As it is, we can compile the program and run it without any problems, though it does not do much. Now let us add a call to the square root function, 'sqrt()'. Create a float variable called a with the value of 144. Use printf and sqrt to print the value of the square root af a.

When we try to compile this program, we should get an error such as

/tmp/ccnV0ryY.o: In function `main':
lab4c.c:(.text+0x29): undefined reference to `sqrt'
collect2: ld returned 1 exit status

This means that, though sqrt() was declared, the function definition could not be found. We need to tell the compiler to link the math library, which contains the assembled version of the sqrt() code we are looking for. To do this, we use the -l flag and the name of the library. For the math library, the flag is simply '-lm'. Now compile the program with

$ gcc lab4c.c -lm -o lab4c
$ lab4c

The program should now print out the square root.

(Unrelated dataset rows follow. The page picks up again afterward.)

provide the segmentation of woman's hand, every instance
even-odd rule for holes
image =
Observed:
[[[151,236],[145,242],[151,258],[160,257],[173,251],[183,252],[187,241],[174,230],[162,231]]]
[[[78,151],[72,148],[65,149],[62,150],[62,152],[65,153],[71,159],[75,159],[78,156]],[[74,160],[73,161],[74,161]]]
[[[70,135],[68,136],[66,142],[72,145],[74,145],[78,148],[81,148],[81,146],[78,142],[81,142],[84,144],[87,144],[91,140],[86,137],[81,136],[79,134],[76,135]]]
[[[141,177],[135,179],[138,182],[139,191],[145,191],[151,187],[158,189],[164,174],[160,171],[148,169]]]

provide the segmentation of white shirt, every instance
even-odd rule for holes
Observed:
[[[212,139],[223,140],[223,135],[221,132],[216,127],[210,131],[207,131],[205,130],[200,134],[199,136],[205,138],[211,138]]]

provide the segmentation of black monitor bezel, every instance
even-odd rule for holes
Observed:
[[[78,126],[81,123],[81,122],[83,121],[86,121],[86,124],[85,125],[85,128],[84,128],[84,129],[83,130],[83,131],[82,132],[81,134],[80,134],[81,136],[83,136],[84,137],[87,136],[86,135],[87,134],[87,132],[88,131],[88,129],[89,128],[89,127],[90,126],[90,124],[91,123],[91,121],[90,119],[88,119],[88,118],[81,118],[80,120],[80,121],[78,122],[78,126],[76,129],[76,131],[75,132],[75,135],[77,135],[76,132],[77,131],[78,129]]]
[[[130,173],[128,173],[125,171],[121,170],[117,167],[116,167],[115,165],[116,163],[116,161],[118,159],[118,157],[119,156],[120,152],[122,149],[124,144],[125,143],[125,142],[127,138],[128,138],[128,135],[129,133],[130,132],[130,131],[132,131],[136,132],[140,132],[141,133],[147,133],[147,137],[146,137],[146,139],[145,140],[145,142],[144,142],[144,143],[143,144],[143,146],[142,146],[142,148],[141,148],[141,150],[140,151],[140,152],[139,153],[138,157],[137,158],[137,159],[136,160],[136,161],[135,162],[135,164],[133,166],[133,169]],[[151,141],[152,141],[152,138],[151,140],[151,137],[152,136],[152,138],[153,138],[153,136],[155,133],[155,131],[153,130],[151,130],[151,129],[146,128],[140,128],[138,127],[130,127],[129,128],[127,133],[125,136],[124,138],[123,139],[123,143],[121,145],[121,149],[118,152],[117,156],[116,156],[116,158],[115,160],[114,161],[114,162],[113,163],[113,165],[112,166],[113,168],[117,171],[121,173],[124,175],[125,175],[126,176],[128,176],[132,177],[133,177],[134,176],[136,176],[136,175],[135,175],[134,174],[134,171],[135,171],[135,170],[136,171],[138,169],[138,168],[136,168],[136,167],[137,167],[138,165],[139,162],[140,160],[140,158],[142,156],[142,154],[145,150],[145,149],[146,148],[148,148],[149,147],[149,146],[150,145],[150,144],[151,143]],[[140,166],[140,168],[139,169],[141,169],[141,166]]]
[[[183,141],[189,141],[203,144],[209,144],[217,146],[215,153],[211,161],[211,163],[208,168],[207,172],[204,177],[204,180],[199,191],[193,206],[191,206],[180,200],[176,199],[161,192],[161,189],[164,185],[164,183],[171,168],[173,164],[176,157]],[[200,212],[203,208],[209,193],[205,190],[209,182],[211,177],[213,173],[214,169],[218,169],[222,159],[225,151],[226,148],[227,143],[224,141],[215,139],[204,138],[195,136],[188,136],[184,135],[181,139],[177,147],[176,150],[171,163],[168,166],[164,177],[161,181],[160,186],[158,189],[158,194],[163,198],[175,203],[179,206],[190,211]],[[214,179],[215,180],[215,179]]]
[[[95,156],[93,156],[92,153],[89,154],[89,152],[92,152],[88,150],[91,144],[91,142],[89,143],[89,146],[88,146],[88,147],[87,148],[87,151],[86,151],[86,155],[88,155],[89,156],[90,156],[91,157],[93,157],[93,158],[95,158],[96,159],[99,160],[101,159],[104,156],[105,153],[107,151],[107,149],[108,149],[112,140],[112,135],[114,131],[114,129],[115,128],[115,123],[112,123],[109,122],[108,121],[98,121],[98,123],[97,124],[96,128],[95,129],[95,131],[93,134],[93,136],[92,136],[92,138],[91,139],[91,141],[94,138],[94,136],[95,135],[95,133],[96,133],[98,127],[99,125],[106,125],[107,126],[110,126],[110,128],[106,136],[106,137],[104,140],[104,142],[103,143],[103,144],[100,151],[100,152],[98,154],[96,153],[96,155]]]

Now let's use the absolute value function. Add the lines

float b = -5.2;
b = abs(b);
printf("%f", b);

to the main() function of your program. 

Checkoff 4: Does the output match what you would expect? Find documentation for the C math library. How might this be changed to get the output you would expect?

Part 4:

C allows you to specify integers in hexadecimal using values using the prefix '0x'. For example, adding

int hex_val = 0x00000010;
printf("%d", hex_val);

to the body of main() will print the number "16".

 

How does one know how many bits the integer has? C has an operator called 'sizeof' that returns the number of bytes used to represent a type.

printf("%d", sizeof(int));

will print 4.  Therefore an integer in C is 4 bytes or 32 bits (the same as our word length in MIPS). The file 'stdint.h' provides constants for the maximum and minimum values of each data type.  For example, INT32_MAX and INT32_MIN are the maximum representable 32-bit int value and the minimum representable 32-bit int value respectively.  

Checkoff 5: Write C code to load an integer variable with the maximum using the hexadecimal initialization. (Convert the binary representation of the maximum value to hexadecimal.  The value will be in 2s compliment format.) Add one to this value and report on the result.